Clin Exp Med. 2012 Mar;12(1):31-7. doi: 10.1007/s10238-011-0139-4. Epub 2011 May 24.
Upon CNS injury, adenosine-5'-triphosphate is released and acts on P2X7 receptors, which might influence many cytokines secretion from glial cells and, in turn, affects the survival of neurons. Propofol, an intravenous anesthetic, has been shown to provide neuroprotective effect. However, the effect of propofol on astrocyte-associated processes remains to be clarified. In this study, we investigated the effects of propofol on P2X7 activity in astrocytes and tumor necrosis factor-α (TNF-α) secretion from these cells and thereby to infer the possible role(s) of glial P2X7 receptors in propofol neural protective effects. Whole-cell patch clamp results showed that in clinically relevant concentrations (3.3, 10 or 33 μM), propofol increased the P2X7 current amplitudes significantly and propofol in 10 μM extended the inactivation times of P2X7 receptors. Enzyme-linked immunosorbent assay showed that propofol increased the secretion of TNF-α from astrocytes in high concentration (300 μM), while inhibited in clinically relevant concentration (10 μM). Both of these effects were not influenced by Brilliant blue G. These results suggest that in clinically relevant concentrations, propofol increases the activity of P2X7 receptors in activated astrocytes, but this does not contribute to the downregulation of the secretion of TNF-α.
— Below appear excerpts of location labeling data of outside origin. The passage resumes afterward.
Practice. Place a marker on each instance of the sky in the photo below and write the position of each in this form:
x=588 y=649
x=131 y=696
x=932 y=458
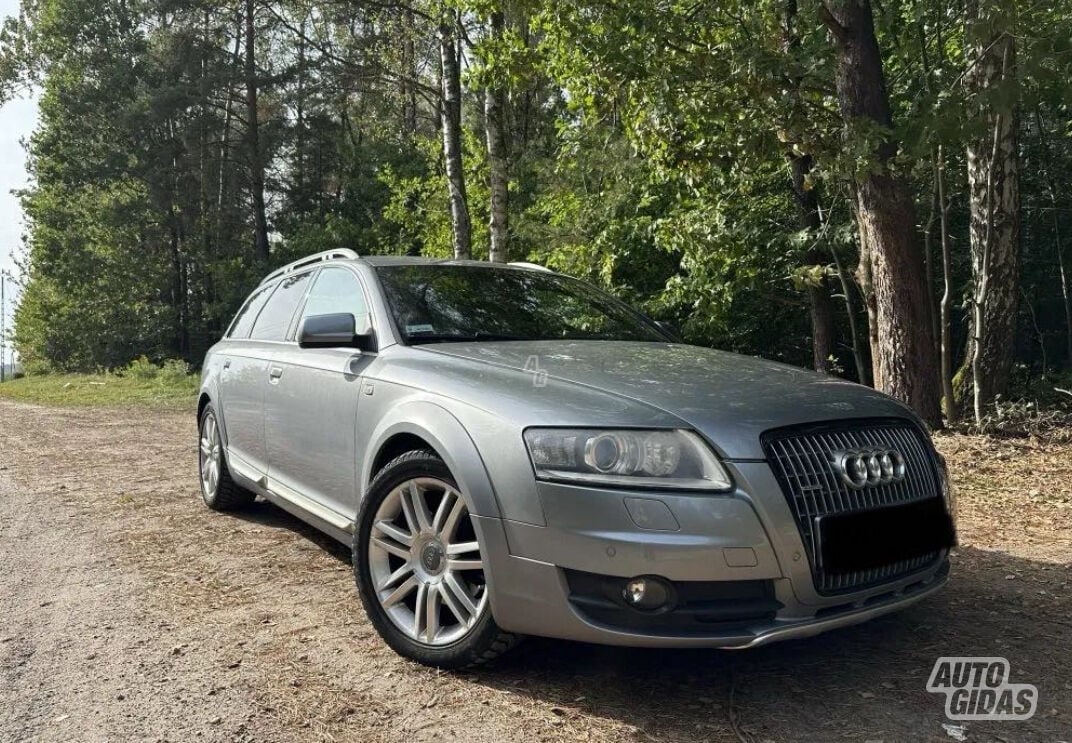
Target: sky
x=17 y=120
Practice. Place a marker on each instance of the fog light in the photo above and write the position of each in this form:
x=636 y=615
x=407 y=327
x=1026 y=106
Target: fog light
x=646 y=593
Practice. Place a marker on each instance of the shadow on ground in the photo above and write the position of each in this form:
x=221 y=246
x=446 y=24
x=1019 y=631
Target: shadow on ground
x=858 y=683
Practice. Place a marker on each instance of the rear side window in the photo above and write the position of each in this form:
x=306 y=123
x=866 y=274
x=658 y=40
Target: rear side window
x=274 y=320
x=243 y=321
x=337 y=290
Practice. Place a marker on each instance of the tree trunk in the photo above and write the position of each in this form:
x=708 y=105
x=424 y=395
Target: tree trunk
x=820 y=305
x=253 y=142
x=994 y=193
x=948 y=397
x=410 y=73
x=820 y=302
x=497 y=177
x=906 y=365
x=451 y=114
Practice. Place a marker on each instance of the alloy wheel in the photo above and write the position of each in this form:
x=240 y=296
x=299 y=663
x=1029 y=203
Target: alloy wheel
x=211 y=456
x=426 y=564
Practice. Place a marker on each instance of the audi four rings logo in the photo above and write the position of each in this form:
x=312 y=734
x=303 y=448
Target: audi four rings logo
x=862 y=467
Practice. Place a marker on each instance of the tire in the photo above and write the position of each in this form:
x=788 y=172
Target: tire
x=219 y=490
x=427 y=598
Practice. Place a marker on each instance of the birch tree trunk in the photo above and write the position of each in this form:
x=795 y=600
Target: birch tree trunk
x=256 y=164
x=497 y=174
x=994 y=196
x=451 y=114
x=906 y=362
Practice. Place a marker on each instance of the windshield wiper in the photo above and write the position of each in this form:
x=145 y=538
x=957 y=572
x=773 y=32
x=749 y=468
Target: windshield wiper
x=461 y=338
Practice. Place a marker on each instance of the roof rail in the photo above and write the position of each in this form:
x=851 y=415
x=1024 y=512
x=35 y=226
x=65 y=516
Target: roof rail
x=344 y=253
x=533 y=266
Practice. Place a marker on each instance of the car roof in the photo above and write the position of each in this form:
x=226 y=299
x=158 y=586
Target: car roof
x=422 y=261
x=348 y=256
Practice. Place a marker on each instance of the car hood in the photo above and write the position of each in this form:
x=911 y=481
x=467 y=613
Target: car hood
x=729 y=398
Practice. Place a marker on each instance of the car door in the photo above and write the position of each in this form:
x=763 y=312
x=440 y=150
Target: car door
x=242 y=368
x=311 y=407
x=246 y=374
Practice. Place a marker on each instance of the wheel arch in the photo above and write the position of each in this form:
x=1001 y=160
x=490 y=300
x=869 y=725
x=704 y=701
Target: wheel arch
x=425 y=425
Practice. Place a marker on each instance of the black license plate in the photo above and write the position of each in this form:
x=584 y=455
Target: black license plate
x=881 y=536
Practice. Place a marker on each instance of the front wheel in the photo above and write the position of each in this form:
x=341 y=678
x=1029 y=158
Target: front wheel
x=420 y=569
x=219 y=491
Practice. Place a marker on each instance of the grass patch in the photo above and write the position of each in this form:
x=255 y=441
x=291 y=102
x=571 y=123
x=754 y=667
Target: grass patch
x=163 y=391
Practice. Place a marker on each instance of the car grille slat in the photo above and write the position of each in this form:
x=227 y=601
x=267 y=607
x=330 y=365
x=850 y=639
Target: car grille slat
x=802 y=459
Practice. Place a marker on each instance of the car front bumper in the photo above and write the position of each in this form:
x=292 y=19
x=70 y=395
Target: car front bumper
x=747 y=537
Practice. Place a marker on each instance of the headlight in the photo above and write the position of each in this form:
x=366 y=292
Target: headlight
x=630 y=458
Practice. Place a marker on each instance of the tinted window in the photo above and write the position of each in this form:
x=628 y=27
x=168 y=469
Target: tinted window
x=274 y=320
x=243 y=321
x=444 y=302
x=337 y=290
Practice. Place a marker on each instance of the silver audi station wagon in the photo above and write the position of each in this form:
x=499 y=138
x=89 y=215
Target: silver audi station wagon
x=511 y=451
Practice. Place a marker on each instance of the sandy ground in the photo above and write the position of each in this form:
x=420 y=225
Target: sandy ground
x=129 y=611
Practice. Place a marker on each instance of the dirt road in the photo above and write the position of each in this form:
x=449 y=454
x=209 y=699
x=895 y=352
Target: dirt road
x=128 y=611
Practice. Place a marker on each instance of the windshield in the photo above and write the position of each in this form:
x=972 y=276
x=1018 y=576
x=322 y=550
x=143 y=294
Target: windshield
x=434 y=302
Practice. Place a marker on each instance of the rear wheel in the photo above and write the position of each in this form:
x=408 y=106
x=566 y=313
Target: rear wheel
x=420 y=569
x=219 y=490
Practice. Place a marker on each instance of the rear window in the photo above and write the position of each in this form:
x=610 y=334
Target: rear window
x=243 y=321
x=274 y=318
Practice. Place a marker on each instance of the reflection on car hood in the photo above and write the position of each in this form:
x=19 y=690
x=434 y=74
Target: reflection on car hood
x=729 y=398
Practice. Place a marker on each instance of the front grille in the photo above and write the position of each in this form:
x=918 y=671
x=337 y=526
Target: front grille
x=802 y=460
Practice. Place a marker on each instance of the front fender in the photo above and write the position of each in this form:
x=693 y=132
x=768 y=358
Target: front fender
x=449 y=439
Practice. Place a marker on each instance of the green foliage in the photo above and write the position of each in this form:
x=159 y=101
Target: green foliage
x=649 y=151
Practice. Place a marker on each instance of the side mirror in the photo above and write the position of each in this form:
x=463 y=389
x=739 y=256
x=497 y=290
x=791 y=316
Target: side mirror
x=338 y=330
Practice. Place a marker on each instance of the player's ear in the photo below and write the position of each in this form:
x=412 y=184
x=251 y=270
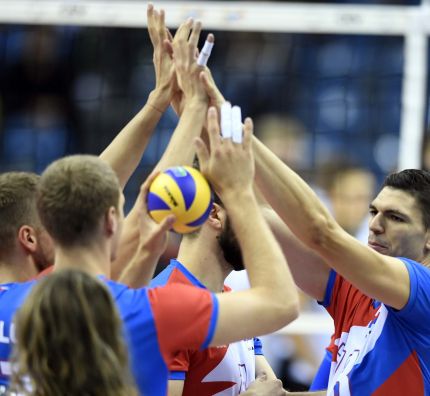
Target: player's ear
x=27 y=238
x=216 y=217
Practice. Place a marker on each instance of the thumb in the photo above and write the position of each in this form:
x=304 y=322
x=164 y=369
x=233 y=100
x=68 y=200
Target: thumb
x=166 y=224
x=262 y=377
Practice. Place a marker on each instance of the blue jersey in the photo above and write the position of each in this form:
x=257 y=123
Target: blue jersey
x=224 y=370
x=158 y=323
x=379 y=350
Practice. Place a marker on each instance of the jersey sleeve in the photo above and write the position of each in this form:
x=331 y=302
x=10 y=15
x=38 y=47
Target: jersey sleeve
x=343 y=301
x=179 y=365
x=185 y=318
x=416 y=311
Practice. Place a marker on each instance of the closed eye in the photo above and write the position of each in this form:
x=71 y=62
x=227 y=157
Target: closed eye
x=396 y=218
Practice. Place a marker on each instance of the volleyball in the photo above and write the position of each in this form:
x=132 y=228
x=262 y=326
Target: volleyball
x=184 y=192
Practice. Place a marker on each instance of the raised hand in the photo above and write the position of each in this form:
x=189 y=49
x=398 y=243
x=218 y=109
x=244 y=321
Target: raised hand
x=228 y=166
x=188 y=72
x=165 y=77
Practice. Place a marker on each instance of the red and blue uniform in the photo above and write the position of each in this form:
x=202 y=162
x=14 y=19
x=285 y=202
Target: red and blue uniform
x=379 y=350
x=226 y=370
x=158 y=323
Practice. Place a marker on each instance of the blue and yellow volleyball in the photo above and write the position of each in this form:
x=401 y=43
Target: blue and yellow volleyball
x=184 y=192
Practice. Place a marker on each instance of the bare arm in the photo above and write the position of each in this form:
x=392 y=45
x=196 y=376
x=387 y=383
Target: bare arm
x=179 y=150
x=125 y=151
x=381 y=277
x=272 y=301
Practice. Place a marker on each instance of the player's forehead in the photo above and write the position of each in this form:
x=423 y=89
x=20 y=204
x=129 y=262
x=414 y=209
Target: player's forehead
x=392 y=199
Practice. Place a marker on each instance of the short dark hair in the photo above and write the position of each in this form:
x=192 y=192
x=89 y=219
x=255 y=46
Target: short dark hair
x=416 y=182
x=74 y=194
x=17 y=206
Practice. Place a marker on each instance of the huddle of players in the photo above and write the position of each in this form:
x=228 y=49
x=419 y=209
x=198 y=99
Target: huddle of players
x=378 y=302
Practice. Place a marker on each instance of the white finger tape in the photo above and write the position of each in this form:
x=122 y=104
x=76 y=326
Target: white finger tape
x=205 y=53
x=226 y=110
x=236 y=124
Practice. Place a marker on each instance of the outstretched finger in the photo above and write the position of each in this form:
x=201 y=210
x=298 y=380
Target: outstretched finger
x=206 y=51
x=213 y=128
x=195 y=35
x=166 y=224
x=248 y=131
x=202 y=153
x=184 y=29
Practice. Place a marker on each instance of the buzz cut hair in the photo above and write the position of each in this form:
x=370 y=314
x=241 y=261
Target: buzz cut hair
x=74 y=194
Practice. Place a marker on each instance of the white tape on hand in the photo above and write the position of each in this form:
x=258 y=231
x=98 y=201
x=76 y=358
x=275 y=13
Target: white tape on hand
x=226 y=132
x=236 y=124
x=205 y=53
中枢神经系统损伤后,三磷酸腺苷(adenosine-5'-triphosphate)被释放并作用于 P2X7 受体,这可能影响胶质细胞中许多细胞因子的分泌,进而影响神经元的存活。丙泊酚是一种静脉麻醉剂,已被证明具有神经保护作用。然而,丙泊酚对星形胶质细胞相关过程的影响仍有待阐明。在这项研究中,我们研究了丙泊酚对星形胶质细胞中 P2X7 活性和这些细胞中肿瘤坏死因子-α(TNF-α)分泌的影响,从而推断出神经保护作用中可能涉及的胶质细胞 P2X7 受体的作用。全细胞膜片钳结果表明,在临床相关浓度(3.3、10 或 33μM)下,丙泊酚显著增加 P2X7 电流幅度,丙泊酚在 10μM 时延长 P2X7 受体的失活时间。酶联免疫吸附试验表明,丙泊酚在高浓度(300μM)下增加星形胶质细胞中 TNF-α的分泌,而在临床相关浓度(10μM)下抑制其分泌。这两种作用均不受亮蓝 G 的影响。这些结果表明,在临床相关浓度下,丙泊酚增加了激活星形胶质细胞中 P2X7 受体的活性,但这并不有助于下调 TNF-α的分泌。